Ancak mahkemenin görüşüne göre Liliana annelik yapamıyordu. Çocuklarını ihmal ediyor, onları temiz tutmuyor ve bakımlarını yapmıyordu.
Sosyal hizmetler birkaç yıldır aile hakkında kaygılarını belirtmişti. Liliana çocuklarını tek başına büyütüyordu, çünkü babaları çoğunlukla ortalıkta yoktu.
Bir ziyaret sırasında sosyal hizmet uzmanları oturdukları dairenin pis olduğunu ve ödenmemiş faturalar nedeniyle su ve elektriğin kesik olduğunu kaydettiler. Uzmanlar ebeveynlerin çocuk koruma planı kapsamında işleri iyileştiremediklerini düşünüyordu.
Bir noktada yetkili makamlar planı güncelleyerek Liliana’nın kısırlaştırılmasını şart koştular. Liliana bunu yapmayı reddetti ve bu daha sonra mahkemede alyehine kullanıldı.

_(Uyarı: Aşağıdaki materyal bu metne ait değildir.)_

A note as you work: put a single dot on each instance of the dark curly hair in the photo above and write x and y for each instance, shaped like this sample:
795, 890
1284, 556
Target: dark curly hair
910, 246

Liliana ve kocası aile mahkemesinin verdiği kararın çocuklarının saadetini tehdit ettiğini söyleyerek bu karara karşı çıktılar. Ancak itiraz başvuruları sonuçta başarısız oldu.
Avrupa İnsan Hakları Mahkemesi kararını verdiği sırada ebeveynlerin Portekiz’de halen görülmekte olan bir itiraz davaları vardı; bu dava evlat edinme sürecine giden duruşmaların başında hiç avukatlarının olmadığına ilişkin bir şikayeti de içeriyordu.